More mothers seemed willing to talk about their problems, because they were more comfortable being at home, in their bathrobes, Rochester says, when their baby is down for a nap or nursing, and because many talked about their own struggles with mental health (not just the pregnant ones, either) on social media. We were all going through the same thing.

“Everyone is talking about self-care and all that,” Rochester says. “That in combination with the virtual aspect makes it more comfortable to reach out.”

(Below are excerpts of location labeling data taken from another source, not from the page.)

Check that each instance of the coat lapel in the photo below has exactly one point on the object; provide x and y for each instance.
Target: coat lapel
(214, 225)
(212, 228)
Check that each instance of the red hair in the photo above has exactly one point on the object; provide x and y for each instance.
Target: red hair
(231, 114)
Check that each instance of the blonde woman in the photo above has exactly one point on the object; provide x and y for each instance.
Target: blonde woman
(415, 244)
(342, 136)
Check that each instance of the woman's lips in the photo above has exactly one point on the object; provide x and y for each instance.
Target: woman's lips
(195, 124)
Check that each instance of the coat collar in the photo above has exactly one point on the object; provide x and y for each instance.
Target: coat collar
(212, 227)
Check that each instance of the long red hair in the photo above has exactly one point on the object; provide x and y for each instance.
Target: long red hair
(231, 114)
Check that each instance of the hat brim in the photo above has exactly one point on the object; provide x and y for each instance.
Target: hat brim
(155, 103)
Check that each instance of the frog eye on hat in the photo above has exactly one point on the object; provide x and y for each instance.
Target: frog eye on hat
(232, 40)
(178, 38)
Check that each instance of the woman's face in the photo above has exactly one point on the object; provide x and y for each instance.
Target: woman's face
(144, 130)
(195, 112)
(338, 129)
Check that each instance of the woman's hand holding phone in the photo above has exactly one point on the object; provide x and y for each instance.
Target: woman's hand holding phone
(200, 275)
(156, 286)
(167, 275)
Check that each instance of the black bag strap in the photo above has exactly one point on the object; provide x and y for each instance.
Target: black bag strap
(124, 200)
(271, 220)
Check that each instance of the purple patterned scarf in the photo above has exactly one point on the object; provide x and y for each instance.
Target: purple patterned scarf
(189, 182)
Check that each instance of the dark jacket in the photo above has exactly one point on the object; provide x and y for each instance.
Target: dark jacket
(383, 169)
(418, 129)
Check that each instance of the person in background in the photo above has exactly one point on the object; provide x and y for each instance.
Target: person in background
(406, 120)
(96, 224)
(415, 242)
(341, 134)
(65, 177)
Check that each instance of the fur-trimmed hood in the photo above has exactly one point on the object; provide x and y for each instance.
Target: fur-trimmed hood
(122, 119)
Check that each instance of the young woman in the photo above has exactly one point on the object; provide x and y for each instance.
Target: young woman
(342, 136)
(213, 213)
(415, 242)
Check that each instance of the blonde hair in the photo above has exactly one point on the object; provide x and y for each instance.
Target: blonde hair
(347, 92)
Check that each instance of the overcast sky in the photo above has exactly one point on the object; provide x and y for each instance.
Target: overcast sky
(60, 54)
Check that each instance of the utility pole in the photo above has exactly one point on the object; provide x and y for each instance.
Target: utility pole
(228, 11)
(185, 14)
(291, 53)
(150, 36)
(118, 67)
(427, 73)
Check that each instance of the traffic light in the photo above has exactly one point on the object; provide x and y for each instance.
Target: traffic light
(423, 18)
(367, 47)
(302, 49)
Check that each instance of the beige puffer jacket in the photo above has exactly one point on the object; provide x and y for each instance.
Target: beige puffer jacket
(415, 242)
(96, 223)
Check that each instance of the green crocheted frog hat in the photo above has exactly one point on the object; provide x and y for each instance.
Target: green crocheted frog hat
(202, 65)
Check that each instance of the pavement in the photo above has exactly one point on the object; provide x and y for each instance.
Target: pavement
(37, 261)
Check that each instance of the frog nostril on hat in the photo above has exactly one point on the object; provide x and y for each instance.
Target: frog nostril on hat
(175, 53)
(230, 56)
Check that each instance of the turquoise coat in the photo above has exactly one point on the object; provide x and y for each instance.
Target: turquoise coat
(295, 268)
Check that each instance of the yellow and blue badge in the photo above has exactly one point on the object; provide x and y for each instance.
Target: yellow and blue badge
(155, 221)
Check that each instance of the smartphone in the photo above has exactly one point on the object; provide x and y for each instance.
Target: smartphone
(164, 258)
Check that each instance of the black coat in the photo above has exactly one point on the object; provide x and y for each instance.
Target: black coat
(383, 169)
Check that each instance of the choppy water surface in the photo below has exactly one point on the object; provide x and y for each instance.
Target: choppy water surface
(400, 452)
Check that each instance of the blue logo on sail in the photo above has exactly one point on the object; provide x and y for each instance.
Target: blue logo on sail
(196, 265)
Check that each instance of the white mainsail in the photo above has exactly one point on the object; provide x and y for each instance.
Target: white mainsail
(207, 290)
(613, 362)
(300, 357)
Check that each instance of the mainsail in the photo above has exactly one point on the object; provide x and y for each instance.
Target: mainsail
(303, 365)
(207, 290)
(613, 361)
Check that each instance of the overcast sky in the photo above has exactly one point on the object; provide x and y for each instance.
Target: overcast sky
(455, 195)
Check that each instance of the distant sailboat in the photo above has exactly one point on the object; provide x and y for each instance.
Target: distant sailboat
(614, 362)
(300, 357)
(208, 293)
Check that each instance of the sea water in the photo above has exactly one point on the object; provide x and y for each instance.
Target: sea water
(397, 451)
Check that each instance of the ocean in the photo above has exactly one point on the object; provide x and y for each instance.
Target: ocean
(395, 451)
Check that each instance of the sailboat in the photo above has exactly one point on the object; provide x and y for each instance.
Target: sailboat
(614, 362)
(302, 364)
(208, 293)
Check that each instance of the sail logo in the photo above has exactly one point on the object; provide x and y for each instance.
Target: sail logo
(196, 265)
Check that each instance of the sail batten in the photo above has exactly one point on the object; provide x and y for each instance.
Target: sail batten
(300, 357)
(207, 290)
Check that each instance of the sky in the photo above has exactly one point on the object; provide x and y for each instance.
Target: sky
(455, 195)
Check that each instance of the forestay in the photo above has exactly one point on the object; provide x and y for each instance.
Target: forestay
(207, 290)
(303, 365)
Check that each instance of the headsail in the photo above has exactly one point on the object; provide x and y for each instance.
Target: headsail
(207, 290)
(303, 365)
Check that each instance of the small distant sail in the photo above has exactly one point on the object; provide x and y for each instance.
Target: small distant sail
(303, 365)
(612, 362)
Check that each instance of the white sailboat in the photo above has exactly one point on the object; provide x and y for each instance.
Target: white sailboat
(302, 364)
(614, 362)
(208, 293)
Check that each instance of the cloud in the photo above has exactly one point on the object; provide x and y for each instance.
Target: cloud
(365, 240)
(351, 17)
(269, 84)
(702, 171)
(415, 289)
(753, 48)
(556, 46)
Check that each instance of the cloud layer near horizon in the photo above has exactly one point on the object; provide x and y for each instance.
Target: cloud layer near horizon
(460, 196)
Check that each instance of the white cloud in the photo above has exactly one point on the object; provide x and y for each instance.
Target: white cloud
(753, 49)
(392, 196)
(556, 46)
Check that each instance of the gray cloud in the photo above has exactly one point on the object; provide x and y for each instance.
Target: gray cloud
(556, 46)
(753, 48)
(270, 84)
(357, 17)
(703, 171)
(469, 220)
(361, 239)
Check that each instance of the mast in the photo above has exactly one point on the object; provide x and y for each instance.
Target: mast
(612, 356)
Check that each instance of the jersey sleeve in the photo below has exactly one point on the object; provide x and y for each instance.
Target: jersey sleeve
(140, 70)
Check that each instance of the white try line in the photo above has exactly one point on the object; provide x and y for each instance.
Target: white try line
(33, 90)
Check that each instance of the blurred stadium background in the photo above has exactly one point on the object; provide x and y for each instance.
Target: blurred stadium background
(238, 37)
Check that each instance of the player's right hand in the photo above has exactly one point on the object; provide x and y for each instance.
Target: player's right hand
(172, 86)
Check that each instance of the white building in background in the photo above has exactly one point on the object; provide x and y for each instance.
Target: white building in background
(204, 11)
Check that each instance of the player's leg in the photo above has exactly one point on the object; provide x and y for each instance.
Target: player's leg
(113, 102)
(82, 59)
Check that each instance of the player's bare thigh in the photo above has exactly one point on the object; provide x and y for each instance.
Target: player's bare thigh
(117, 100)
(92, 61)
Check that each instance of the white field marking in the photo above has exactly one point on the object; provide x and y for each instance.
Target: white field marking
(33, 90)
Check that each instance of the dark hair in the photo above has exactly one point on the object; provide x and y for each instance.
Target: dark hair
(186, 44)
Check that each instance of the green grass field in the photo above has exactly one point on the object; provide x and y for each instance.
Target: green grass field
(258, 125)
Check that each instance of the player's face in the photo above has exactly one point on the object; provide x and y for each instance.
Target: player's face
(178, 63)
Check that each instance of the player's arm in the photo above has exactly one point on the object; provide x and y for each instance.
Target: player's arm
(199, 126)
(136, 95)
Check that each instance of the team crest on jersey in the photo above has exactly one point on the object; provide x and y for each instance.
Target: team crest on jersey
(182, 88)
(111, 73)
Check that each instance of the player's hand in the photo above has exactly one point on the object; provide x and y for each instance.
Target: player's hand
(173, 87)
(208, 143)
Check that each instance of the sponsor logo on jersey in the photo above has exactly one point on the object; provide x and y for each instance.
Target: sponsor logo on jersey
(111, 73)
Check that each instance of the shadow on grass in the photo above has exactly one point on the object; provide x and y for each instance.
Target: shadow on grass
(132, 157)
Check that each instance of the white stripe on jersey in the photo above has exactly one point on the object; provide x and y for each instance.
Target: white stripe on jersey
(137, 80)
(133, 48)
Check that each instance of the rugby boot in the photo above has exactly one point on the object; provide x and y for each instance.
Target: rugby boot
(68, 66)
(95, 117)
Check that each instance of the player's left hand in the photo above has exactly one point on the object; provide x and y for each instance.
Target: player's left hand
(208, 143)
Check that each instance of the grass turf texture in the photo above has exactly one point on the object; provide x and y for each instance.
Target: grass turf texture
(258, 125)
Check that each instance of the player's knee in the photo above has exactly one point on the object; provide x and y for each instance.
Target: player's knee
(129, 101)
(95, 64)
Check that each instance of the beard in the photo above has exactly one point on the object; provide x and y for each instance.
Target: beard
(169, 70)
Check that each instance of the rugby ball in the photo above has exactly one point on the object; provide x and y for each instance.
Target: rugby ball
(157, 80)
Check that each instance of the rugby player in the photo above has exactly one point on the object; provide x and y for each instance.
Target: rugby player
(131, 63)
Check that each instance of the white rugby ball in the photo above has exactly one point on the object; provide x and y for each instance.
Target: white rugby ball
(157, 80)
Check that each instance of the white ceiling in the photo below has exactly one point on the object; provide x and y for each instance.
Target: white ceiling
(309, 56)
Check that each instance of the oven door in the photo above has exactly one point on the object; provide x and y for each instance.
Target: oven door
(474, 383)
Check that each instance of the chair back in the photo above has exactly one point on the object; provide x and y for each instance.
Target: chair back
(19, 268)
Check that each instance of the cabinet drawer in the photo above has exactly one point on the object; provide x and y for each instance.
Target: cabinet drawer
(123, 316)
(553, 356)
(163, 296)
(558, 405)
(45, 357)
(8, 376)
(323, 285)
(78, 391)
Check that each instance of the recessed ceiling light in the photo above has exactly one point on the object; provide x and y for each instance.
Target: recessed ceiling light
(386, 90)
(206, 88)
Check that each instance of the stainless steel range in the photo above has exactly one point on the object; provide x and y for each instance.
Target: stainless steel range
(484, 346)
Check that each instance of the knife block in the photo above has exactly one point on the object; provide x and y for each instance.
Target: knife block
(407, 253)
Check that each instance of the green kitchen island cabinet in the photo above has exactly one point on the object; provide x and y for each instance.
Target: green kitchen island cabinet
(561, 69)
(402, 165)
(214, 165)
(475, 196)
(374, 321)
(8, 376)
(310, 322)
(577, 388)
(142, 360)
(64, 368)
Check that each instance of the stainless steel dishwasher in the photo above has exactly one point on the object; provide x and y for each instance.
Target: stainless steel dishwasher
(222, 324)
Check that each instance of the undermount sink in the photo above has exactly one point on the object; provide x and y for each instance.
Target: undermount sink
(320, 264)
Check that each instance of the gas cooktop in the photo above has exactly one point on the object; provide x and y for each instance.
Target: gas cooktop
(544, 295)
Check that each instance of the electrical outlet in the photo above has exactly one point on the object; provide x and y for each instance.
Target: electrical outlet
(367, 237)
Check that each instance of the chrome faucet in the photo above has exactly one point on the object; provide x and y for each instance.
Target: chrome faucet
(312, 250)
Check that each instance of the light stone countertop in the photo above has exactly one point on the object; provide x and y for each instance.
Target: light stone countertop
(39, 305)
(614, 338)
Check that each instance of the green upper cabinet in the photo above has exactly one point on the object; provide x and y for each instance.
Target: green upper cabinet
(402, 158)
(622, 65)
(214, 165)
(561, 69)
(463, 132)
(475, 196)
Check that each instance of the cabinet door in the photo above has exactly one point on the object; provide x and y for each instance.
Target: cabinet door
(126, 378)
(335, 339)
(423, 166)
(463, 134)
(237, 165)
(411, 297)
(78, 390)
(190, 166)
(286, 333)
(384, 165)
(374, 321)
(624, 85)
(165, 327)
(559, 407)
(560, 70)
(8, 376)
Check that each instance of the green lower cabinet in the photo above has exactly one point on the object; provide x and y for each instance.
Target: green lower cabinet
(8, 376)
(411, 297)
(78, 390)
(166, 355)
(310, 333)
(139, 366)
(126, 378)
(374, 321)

Rochester says she didn’t see any kind of increase in serious postpartum, such as mothers with thoughts of harming themselves or the baby. Still, society has a long way to go to help mothers with postpartum depression, she says.

Work it out

Lisa Buxman is a midwife who runs marathons and did her first ultra, a 50K, a few months ago. She would never push her lifestyle on the parents she works with, but she has a small practice and may be drawn to those who enjoy similar activities.

“I’m not seeing the depression [in mothers],” Buxman says, “and I believe the exercise and the emphasis I place on it helps.” However, she did have to alter her practice during COVID-19. “I had to screen a lot more because of this. I couldn’t take high risk women.”

Buxman only takes two births a month, but she could do a lot more if she wanted, as many mothers are opting to have home births to dodge the restrictions of the hospital. Buxman still wears a mask during the delivery, but she doesn’t require it of her clients, and does like to have her first meeting outside, where they can take down masks and see each other’s face before the stress of the birth hits.

“The development of the relationship [with] your midwife is so important,” she says. “You miss that when you have a mask on.”

Jenna Gordon of Severance and her husband, Cody, had their baby with Buxman, even though she had her first in a hospital nearly four years ago. Gordon didn’t feel comfortable with the hospital’s restrictions, and she did have one advantage: She had her first birth as naturally as possible without painkillers, the kind of birth that many midwives are known for. The home birth went well, and Gordon preferred it in many ways.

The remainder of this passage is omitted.